About 30,000 thoroughbreds are foaled each year in the U.S., 20 of them qualify to be loaded into the starting gate at next month's Kentucky Derby, and Dodgers manager Joe Torre is part-owner of one of them.
On Wednesday at Churchill Downs in Louisville, Ky., site of the May 1 $2 million Kentucky Derby, Torre will meet for the first time Homeboykris, then return to Cincinnati in time for that night's Dodgers-Reds game. Barring something unforeseen, Homeboykris has just enough graded-stakes earnings to make the cut for the Run for the Roses.
And Torre admits he's about to come down with a serious case of Derby Fever.
"I think it's going to hit me when I see him," said Torre, who has owned race horses since 2004 but has never seen Homeboykris in person. "It's going to be exciting."
Torre had a runner in the female equivalent of the Derby, the 2005 Kentucky Oaks, in which his Sis City finished fourth as the odds-on favorite. He's never had a starter in the Kentucky Derby. Few horse owners have.
George Steinbrenner, Torre's boss with the Yankees, has had a passion for racing virtually the equal of his love for the Yankees and baseball. Steinbrenner has had six Derby entrants without a win, including 2005 favorite Bellamy Road, who was injured in the race.
"When I think of the Derby, I think of Steinbrenner," said Torre. "That's the one missing piece from his trophy case."
Torre will be the rare Derby horse owner who won't be present at Churchill Downs to watch him run, because that night the Dodgers will be hosting Pittsburgh at Dodger Stadium. He'll watch the race on his office flat screen before batting practice.
"I hope my wife gets to go," Torre said. "She's starting to get a little excited."
Torre was re-introduced to racing by his bench coach with the Yankees, Don Zimmer, in 1996. A $300 "investment" became a $600 profit and "that was the end of my life," Torre joked.
Through Zimmer, Torre met trainer Richard Dutrow Sr., then his son Richard Dutrow Jr., who trained 2008 Kentucky Derby and Preakness winner Big Brown and who trains Homeboykris.

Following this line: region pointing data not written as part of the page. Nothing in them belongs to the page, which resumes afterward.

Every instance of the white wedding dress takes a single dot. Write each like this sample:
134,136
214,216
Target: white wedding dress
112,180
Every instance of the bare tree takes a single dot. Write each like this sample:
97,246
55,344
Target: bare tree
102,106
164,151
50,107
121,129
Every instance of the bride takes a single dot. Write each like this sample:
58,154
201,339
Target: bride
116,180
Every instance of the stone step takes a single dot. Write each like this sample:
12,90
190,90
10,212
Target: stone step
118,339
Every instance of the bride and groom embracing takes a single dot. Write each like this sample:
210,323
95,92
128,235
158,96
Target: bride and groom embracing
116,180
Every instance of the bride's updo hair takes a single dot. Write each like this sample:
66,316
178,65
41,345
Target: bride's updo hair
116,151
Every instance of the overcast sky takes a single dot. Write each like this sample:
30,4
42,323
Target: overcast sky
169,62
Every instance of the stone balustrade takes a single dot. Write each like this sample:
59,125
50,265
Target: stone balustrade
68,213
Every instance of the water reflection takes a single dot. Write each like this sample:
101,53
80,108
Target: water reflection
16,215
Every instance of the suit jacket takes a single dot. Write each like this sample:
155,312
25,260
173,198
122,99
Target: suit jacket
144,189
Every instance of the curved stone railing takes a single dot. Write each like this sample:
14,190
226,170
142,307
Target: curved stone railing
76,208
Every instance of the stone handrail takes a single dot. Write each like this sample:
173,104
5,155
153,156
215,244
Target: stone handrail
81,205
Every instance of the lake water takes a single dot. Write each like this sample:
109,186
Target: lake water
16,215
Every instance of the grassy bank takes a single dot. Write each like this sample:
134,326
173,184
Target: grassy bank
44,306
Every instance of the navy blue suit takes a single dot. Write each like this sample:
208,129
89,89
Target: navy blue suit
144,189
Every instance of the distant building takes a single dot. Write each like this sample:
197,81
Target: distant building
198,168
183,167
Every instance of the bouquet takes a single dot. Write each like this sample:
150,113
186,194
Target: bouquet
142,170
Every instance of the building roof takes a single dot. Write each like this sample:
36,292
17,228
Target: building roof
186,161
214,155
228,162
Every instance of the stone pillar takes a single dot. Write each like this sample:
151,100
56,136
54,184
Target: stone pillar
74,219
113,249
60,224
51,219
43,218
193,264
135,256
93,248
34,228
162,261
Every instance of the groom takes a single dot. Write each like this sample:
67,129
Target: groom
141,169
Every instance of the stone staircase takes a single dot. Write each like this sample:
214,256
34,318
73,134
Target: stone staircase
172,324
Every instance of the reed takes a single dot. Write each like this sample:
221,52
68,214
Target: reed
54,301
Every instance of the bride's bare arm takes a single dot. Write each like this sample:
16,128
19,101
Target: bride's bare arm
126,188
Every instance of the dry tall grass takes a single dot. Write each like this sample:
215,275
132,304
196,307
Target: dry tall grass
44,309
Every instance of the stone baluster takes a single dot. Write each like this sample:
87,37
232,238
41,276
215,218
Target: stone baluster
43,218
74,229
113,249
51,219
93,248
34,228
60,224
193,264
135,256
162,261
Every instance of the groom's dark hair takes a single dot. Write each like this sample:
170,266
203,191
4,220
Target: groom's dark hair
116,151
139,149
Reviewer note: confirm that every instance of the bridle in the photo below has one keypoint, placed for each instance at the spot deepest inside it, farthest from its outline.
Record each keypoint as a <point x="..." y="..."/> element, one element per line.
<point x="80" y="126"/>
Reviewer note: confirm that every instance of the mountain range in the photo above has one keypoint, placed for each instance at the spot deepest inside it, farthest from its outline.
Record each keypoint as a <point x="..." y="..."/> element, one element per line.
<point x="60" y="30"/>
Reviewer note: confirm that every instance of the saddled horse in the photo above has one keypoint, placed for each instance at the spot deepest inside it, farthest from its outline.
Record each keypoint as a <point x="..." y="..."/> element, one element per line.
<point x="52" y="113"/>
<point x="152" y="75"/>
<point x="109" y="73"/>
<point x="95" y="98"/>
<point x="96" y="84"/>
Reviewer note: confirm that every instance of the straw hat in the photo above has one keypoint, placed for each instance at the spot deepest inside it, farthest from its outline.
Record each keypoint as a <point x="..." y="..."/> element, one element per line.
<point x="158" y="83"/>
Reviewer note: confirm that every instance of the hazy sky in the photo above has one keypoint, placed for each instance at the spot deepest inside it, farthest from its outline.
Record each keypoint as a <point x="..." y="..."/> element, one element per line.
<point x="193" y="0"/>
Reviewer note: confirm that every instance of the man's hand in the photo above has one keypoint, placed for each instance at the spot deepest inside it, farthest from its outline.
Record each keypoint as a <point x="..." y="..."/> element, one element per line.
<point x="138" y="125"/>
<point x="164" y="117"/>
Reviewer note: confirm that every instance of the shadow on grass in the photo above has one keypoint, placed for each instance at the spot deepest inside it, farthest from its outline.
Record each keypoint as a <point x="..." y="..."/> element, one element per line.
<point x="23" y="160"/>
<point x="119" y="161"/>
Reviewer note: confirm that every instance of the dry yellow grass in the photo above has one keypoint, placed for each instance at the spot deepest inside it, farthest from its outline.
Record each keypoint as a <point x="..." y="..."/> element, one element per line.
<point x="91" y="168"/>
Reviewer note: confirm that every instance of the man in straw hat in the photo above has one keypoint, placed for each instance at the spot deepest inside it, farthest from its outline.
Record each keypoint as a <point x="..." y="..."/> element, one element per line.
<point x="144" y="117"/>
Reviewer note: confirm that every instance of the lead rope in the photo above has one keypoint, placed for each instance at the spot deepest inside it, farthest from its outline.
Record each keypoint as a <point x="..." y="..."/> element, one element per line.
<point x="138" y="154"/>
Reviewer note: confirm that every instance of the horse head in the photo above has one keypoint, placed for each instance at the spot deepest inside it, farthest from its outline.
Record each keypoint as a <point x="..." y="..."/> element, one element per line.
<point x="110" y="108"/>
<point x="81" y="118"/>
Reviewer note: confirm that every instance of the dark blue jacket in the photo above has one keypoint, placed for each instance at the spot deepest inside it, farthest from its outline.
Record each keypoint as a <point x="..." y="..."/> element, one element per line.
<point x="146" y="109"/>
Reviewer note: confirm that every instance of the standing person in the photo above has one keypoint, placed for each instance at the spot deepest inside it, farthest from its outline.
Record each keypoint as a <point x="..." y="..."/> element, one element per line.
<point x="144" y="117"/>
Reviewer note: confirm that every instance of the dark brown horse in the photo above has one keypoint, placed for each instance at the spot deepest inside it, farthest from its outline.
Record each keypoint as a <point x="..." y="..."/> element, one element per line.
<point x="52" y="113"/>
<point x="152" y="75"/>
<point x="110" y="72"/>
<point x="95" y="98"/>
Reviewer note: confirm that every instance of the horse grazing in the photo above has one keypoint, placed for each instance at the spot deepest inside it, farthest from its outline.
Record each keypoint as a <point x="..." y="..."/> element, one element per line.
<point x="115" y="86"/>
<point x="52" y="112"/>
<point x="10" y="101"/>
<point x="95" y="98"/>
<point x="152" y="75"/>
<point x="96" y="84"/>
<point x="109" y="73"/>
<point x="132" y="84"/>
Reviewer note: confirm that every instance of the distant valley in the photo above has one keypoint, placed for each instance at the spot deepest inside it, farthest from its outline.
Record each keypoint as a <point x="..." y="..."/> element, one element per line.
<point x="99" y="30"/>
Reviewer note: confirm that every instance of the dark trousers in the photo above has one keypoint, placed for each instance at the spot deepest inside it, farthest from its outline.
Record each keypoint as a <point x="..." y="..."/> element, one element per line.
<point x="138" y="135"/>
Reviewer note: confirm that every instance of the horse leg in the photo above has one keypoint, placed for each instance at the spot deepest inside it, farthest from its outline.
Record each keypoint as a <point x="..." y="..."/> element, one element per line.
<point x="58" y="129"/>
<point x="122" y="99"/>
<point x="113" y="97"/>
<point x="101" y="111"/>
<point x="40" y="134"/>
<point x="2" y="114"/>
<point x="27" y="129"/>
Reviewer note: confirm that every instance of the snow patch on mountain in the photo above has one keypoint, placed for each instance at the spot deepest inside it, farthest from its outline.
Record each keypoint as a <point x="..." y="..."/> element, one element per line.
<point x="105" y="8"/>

The younger Dutrow introduced Torre to the late trainer Bobby Frankel, who included Torre and New York restaurateur Louis Lazzinnaro in a partnership that in 2008 paid $250,000 for Vineyard Haven, an unfashionably bred 2-year-old. Three months and two key wins later, they sold him for a windfall $12 million to the Godolphin Stable of Sheikh Mohammed bin Rashid Al Maktoum, the United Arab Emirates vice president, prime minister and ruler of Dubai.
"I always said to Bobby, 'find us a Derby horse.' So he calls and says he's found a horse, didn't say Derby horse, but he says he's found a horse and he's only letting me and Louie in, 'are you interested?"' said Torre.
Torre said yes and didn't ask how much. Frankel retained 60 percent, Torre and Lazzinnaro 20 percent each. In Vineyard Haven's second race for the partnership, he won the $250,000 Grade I Hopeful Stakes. Then he won the $400,000 Grade I Champagne Stakes hours before Torre and the Dodgers clinched the first-round of the playoffs.
It also was the last time Vineyard Haven would race in Torre's name. The sheikh called. Frankel turned down $8 million, then $10 million. But Sheikh Mohammed doesn't take no for an answer.
"We weren't thinking of the money, we were thinking of the excitement of the Derby," said Torre. "Then they offered $12 million and you start thinking how much money that is. Bobby sold him. The next day he had seller's remorse."
Now the partnership is back, living the Derby dream. Lazzinnaro sold to Torre's Diamond Pride Stable some of his interest in Homeboykris, who like Vineyard Haven won the Champagne Stakes as a 2-year-old and has been training up to the Derby without recent races while many of his rivals have dueled in the traditional Triple Crown preps.